Associate Professor Derek Lackaff and Assistant Professor William Moner published “Local languages, global networks: Mobile design for minority language users” at the 34th annual International Conference on the Design of Communication (SIGDOC ’16). The conference was held Sept. 23-24 in Silver Spring, Maryland.
As part of their exploratory study, the School of Communications faculty members researched the interplay among cultural, social, technical and linguistic factors in the design of technological interfaces for chat, social networking sites and written communication via social media. Lackaff and Moner specifically examined the use of a minority language – Irish – across mobile media.
The authors suggest that lessons from the Irish experience might be applied to the other thousands of endangered human languages, and that interaction designers have an important role to play in the language revitalization process.
The paper’s abstract reads: “Minority and indigenous languages have a complex relationship with contemporary communication media. Social media, in particular, provide new venues for language use and revitalization, but also subject minority languages to inhibiting technological and social pressures.

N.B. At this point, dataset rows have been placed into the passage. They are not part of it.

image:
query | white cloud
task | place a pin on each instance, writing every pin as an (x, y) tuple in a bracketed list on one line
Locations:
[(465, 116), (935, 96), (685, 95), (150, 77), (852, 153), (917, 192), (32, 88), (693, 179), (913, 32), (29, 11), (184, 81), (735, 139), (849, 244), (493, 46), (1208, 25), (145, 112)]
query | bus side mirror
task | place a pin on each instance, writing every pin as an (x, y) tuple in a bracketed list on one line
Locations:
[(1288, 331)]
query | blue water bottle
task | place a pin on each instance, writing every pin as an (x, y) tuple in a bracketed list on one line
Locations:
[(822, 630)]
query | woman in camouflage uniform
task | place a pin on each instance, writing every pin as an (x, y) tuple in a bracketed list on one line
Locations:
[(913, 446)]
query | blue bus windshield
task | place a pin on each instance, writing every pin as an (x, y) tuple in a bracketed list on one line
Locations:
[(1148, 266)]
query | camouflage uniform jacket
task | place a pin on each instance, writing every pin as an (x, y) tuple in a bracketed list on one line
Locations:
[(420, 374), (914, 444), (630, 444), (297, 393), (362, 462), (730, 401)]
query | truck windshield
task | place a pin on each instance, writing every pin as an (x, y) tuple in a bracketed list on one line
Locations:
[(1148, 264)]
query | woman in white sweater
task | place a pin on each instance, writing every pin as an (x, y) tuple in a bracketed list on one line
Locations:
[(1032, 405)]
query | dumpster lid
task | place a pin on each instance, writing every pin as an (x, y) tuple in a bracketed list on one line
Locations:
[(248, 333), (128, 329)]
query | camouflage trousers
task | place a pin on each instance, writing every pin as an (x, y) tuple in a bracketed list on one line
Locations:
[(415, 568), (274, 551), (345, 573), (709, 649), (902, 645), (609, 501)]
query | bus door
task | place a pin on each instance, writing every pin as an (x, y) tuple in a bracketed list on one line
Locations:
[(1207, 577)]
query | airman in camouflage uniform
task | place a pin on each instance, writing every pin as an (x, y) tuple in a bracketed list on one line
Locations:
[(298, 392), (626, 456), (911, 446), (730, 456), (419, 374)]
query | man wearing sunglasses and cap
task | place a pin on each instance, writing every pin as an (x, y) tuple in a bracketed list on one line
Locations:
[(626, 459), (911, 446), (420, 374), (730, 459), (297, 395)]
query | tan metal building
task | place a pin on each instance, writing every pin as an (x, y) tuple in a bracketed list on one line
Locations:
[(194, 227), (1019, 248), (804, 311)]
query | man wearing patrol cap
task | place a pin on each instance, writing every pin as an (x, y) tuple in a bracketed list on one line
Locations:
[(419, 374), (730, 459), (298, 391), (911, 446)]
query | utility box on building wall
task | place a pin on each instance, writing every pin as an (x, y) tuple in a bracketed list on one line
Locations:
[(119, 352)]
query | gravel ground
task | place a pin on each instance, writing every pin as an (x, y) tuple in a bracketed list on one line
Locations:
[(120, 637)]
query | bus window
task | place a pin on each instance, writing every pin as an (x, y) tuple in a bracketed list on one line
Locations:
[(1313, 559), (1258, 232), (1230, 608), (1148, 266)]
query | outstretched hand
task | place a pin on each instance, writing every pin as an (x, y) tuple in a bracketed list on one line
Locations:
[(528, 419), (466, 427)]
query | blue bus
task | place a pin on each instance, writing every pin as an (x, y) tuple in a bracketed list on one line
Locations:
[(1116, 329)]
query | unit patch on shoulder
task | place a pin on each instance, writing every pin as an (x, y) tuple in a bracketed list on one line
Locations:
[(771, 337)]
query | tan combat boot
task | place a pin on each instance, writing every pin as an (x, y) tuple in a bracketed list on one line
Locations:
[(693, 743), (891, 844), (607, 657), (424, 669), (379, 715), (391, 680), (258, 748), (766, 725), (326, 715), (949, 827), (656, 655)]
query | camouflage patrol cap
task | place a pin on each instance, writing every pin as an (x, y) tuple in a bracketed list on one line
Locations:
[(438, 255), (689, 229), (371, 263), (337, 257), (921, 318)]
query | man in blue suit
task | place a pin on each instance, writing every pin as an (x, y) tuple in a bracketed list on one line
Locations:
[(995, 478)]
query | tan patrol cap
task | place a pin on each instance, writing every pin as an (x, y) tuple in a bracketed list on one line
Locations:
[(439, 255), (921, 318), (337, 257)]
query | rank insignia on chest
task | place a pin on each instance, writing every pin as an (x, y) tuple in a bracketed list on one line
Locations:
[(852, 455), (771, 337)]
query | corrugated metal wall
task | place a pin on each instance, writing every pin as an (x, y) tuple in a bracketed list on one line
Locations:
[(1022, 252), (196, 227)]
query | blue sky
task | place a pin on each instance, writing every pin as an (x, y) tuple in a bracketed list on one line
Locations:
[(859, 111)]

The present study contributes to a better understanding of social media and language use dynamics via an analysis of a survey of Irish language users (n=617) and their sociotechnical contexts. We develop a typology of social, linguistic, and technical factors that provide a theoretical and analytical foundation for future work. A complex interplay of social and technical factors impact minority language use in social media, and we suggest potential interaction design strategies for language activists and technologists to promote more effective engagement.”
In addition to their joint paper, Lackaff authored a Medium article in late September offering a summary of the professors’ research and examining how global and local practices are mediated through mobile interfaces.
The full citation of the SIGDOC ’16 paper follows:
Lackaff, D. & Moner, W. J. (2016). Local languages, global networks: Mobile design for minority language users. Proceedings of the 34th Annual International Conference on the Design of Communication (SIGDOC ’16). doi: 10.1145/2987592.2987612
SIGDOC, or Special Interest Group for Design of Communication, is an Association for Computing Machinery Special Interest Group that focuses on technical communication and user experience design, and an increasing number of researchers and practitioners are focusing on cultural contexts for communication design.